I went back and read my review of 'The Father' by Sharon Olds from three years ago, and find many similarities in my reaction to 'Stag's Leap'. Monkey and I started taking part in an online course on Literature and Mental Health on Futurelearn, and the first week has been discussing the stress relieving nature of poetry. It was an interesting idea but having just finished reading this book I can certainly attest that it is not true of all poetry. Some poetry certainly can make you less stressed, if it contains images and sparks responses that are considered soothing, but it is really dangerous to generalise about such things. 'Stag's Leap' documents the breakup of a marriage, its happening, its immediate aftermath and its long term impact. There is not much there to relieve any stress, in fact it bought to the surface for me all sorts of quite disturbing and anxiety creating emotional reactions.

The collection is very intimate and heartfelt, but unlike the grief she writes about in 'The Father' the process seems to stall at denial, as if she cannot, and does not want to get over him. In the first section she catalogues the last moments and events of the marriage, and through the book he moves gradually from 'almost-no-longer husband' to 'once husband' to 'ex', to a final, somewhat wistful 'then husband';  she lets go of the word, but she seems unable to let go of him. In the section marked  'Winter', after the divorce:

Minute by minute, I do not get up and just
go to him -
by day, twenty blocks away;
by night, due across the city's
woods where night-crowned heron sleep.
It is what I do now: not go, not
see or touch. And after eleven
million six hundred sixty-four thousand
minutes of not, I am a stunned knower
of not.
My body may never learn
not to yearn for that one, or this could be
a first farewell to him, a life-do-us-part.
(Not going to him p.25)

In 'Spring':

Once in a while, I gave up, and let myself
remember how much I'd liked the way my ex's
hips were set, the head of the femur which
rode, not shallow, not deep, in the socket
of the pelvis
(Once in a while I gave up p.43)

In 'Summer':

And I know, I know, I should put
my dead marriage out on the porch
in the sun, and let who can, come
and nourish of it - change it, carry it
back to what it was assembled from,
back to the source of the light whereby it shone.
(Sleekit Cowrin' p.55)

And then 'Years Later' she is still lingering over him being part of her life:

When he left me, I thought, If only I had read
the paper, and vowed, In two years,
I will have The Times delivered, so here
I am, leaning back on the couch, in the smell of ink's
oil, its molecules like chipped bits of
ammonites suspended in shale,
lead's dust silvering me.
I have a finger, now, in the pie -
count me as a reader of the earth's gossip.
I weep to feel how I love to be like
my guy. I taste what he tastes each morning
without moving my lips.
(On reading a newspaper for the first time as an adult p.71)

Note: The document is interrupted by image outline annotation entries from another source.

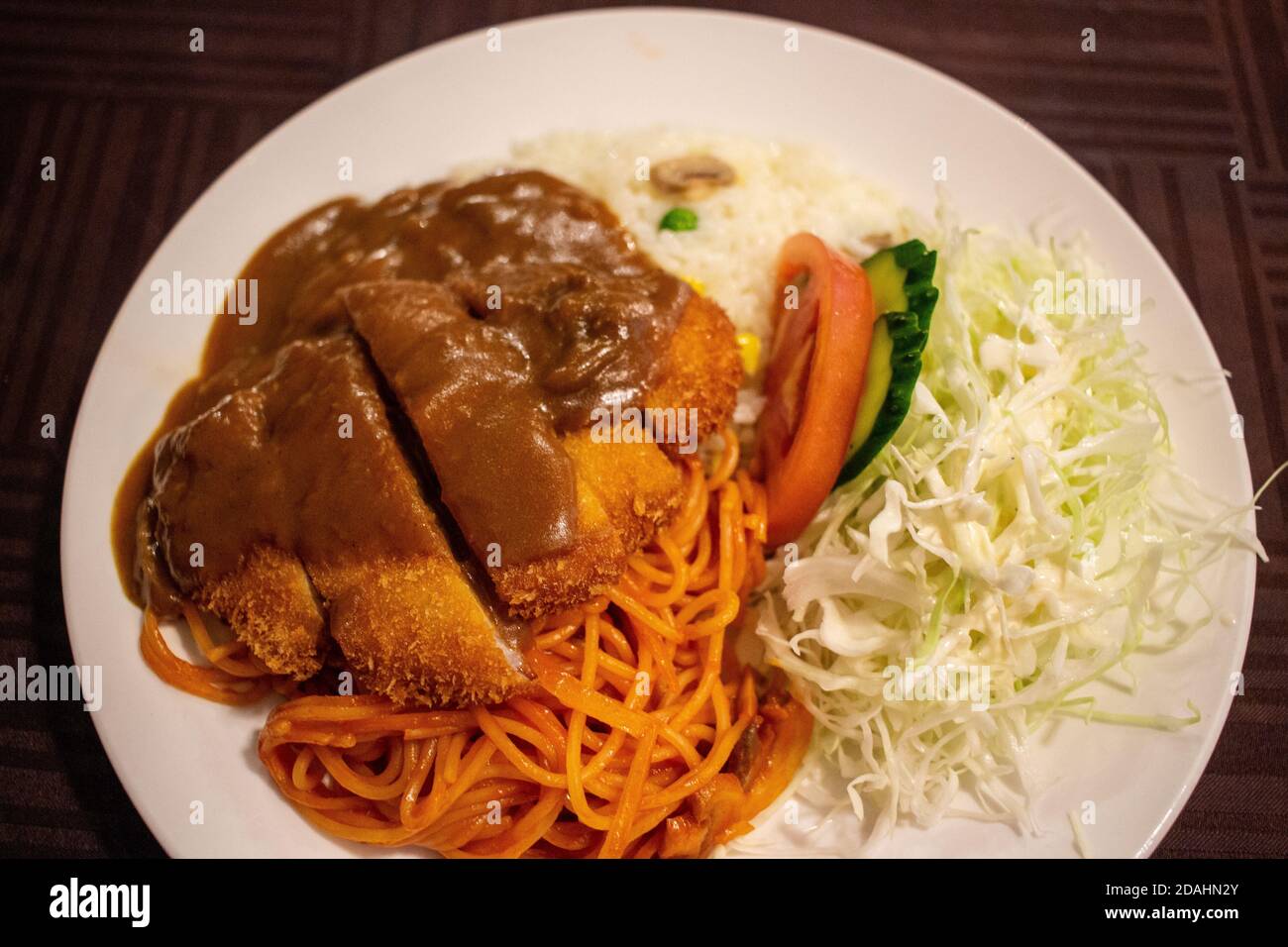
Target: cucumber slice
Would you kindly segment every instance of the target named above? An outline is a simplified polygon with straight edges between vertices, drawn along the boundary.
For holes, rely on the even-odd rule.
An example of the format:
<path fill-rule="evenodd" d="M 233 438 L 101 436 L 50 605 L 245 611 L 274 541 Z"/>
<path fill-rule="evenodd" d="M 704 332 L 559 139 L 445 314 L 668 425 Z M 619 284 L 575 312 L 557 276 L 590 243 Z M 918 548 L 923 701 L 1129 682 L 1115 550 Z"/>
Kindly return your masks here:
<path fill-rule="evenodd" d="M 863 376 L 863 397 L 837 486 L 863 473 L 908 416 L 921 375 L 921 353 L 930 339 L 930 317 L 939 300 L 933 283 L 935 258 L 935 251 L 927 251 L 920 240 L 909 240 L 863 263 L 877 322 Z"/>

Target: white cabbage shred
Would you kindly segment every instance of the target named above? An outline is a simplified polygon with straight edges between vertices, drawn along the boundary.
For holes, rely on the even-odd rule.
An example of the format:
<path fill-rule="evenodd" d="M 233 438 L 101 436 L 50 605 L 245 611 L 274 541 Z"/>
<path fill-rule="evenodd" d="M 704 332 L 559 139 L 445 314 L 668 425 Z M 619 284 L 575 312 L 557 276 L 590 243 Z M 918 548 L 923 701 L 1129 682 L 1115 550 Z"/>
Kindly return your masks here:
<path fill-rule="evenodd" d="M 1207 625 L 1208 563 L 1265 558 L 1249 508 L 1172 460 L 1122 318 L 1034 311 L 1036 281 L 1099 274 L 1079 241 L 962 231 L 945 210 L 917 236 L 939 249 L 942 295 L 912 410 L 779 551 L 757 627 L 869 841 L 944 816 L 1036 831 L 1025 747 L 1052 714 L 1197 720 L 1112 714 L 1083 688 Z M 1202 607 L 1181 621 L 1188 597 Z M 987 669 L 988 707 L 962 691 L 887 700 L 890 667 Z"/>

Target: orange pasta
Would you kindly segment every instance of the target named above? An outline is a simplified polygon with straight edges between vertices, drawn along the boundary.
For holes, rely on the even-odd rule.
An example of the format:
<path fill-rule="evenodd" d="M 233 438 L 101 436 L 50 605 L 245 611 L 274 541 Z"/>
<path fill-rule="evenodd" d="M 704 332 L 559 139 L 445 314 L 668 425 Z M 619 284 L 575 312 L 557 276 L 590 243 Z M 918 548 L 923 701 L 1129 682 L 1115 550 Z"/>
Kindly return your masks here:
<path fill-rule="evenodd" d="M 282 794 L 331 835 L 452 857 L 703 854 L 747 831 L 811 724 L 757 698 L 750 670 L 728 675 L 726 631 L 764 577 L 765 495 L 725 445 L 711 475 L 689 461 L 683 508 L 614 589 L 533 624 L 532 696 L 469 710 L 295 696 L 259 742 Z M 144 620 L 167 682 L 229 703 L 289 689 L 188 620 L 210 667 Z"/>

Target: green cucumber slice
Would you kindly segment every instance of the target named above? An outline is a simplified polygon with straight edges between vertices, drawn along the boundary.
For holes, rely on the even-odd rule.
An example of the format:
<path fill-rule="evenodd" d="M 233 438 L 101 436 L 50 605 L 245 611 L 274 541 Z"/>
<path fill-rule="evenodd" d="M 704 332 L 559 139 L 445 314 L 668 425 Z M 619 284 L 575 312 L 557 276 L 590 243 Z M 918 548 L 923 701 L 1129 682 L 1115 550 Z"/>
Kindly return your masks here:
<path fill-rule="evenodd" d="M 933 282 L 935 259 L 934 250 L 927 251 L 920 240 L 909 240 L 863 263 L 872 285 L 877 322 L 863 376 L 863 396 L 837 486 L 863 473 L 908 416 L 912 392 L 921 375 L 921 353 L 930 339 L 930 317 L 939 300 L 939 290 Z"/>

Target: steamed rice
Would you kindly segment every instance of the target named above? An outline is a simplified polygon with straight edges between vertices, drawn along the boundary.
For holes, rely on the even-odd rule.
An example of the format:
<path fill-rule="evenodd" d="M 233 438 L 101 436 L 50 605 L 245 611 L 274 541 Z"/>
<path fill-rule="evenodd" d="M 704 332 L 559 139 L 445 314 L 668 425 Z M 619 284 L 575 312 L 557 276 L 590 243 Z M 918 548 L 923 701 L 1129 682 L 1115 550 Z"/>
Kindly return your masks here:
<path fill-rule="evenodd" d="M 636 177 L 641 158 L 652 166 L 696 153 L 721 158 L 737 180 L 687 202 Z M 886 192 L 829 153 L 800 144 L 671 129 L 556 131 L 516 144 L 506 164 L 540 167 L 607 202 L 658 264 L 699 285 L 738 331 L 762 339 L 783 240 L 811 231 L 863 259 L 873 238 L 903 236 Z M 662 215 L 677 205 L 697 211 L 697 229 L 659 231 Z"/>

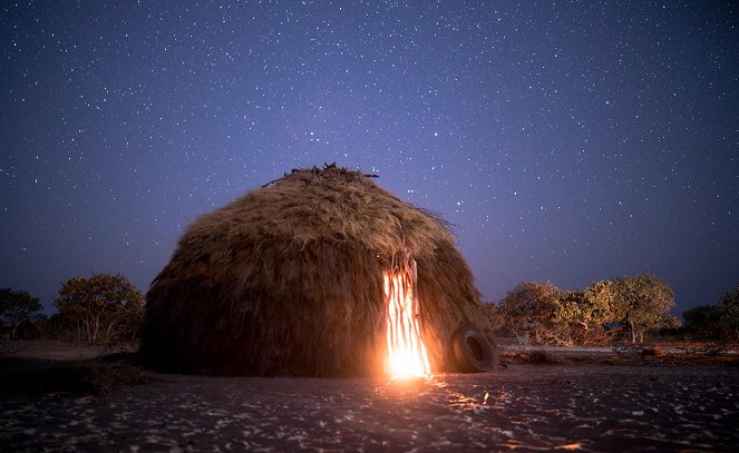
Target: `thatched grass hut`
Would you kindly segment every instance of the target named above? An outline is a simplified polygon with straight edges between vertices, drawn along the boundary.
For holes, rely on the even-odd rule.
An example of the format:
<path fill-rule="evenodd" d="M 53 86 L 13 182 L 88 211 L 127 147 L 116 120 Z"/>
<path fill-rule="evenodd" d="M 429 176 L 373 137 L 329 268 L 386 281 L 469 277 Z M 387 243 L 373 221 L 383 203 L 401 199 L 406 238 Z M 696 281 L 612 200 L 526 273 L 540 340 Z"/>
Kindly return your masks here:
<path fill-rule="evenodd" d="M 177 373 L 379 374 L 383 270 L 400 250 L 417 263 L 431 370 L 461 371 L 454 333 L 487 322 L 454 237 L 334 166 L 293 170 L 196 219 L 146 295 L 140 356 Z"/>

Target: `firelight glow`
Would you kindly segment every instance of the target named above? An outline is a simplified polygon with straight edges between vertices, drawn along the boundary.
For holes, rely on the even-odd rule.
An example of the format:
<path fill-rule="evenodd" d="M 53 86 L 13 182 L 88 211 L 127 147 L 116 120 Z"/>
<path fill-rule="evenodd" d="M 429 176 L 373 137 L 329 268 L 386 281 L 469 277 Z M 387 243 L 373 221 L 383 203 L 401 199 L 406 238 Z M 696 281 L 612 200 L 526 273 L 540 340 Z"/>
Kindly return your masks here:
<path fill-rule="evenodd" d="M 388 307 L 388 358 L 386 372 L 393 378 L 429 375 L 426 345 L 421 338 L 420 306 L 416 294 L 416 262 L 398 272 L 385 272 L 385 299 Z M 408 268 L 409 267 L 409 268 Z"/>

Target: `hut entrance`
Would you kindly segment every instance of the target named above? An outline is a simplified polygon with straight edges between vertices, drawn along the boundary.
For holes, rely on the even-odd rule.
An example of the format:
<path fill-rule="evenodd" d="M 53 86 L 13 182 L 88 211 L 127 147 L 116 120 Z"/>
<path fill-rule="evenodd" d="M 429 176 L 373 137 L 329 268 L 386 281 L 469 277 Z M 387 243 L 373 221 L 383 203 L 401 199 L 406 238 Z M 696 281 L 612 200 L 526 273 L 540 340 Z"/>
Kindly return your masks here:
<path fill-rule="evenodd" d="M 422 338 L 416 260 L 403 249 L 392 257 L 382 276 L 388 337 L 386 372 L 392 378 L 426 376 L 430 366 Z"/>

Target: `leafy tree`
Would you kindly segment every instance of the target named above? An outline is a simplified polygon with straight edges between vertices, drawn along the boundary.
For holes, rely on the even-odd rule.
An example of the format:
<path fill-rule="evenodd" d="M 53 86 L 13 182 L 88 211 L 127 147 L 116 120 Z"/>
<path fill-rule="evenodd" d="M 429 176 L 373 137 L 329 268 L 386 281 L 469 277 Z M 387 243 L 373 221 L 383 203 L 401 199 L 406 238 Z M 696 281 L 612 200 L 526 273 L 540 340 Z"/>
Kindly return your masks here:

Still in 'Years Later' she holds on, thought the notion is getting more vague, an 'idea' rather than the physicality of him:

And slowly he starts to seem more far
away, he seems to waft, drift
at a distance, once-husband in his grey suit
with the shimmer to its weave
I do not let
go of him yet, but hold the string
and watch my idea of him pull away
and stay, and pull away, my silver kite.
(Slowly he starts p.74)

It is not until the almost final poem of the collection that she appears to find some small measure of closure:

And it
entered my strictured heart, this morning,
slightly, shyly, as if warily
untamed, a greater sense of the sweetness
and plenty of his ongoing life,
unknown to me, unseen by me,
unheard by me, untouched by me,
but known to others, seen by others,
heard, touched. And it came to me,
for moments at a time, moment after moment,
to be glad for him that he is with the one
he feels was meant for him.
(September 2001 New York City p.87)

I was left a little disquieted because the poet is so exposed and vulnerable. It feels like an intense love story, because throughout she gives you glimpses into their life together, though always with this sense of slightly agonised longing for the now unattainable. She empties their shared house of his belongings, misses his body and his voice, mourns a miscarried child, revisits events and places, but there is never a trace of anger. Somehow I wanted her to be more angry, I felt there should at least have been one outburst of fury. Perhaps it is a measure of true love that she did not need to be.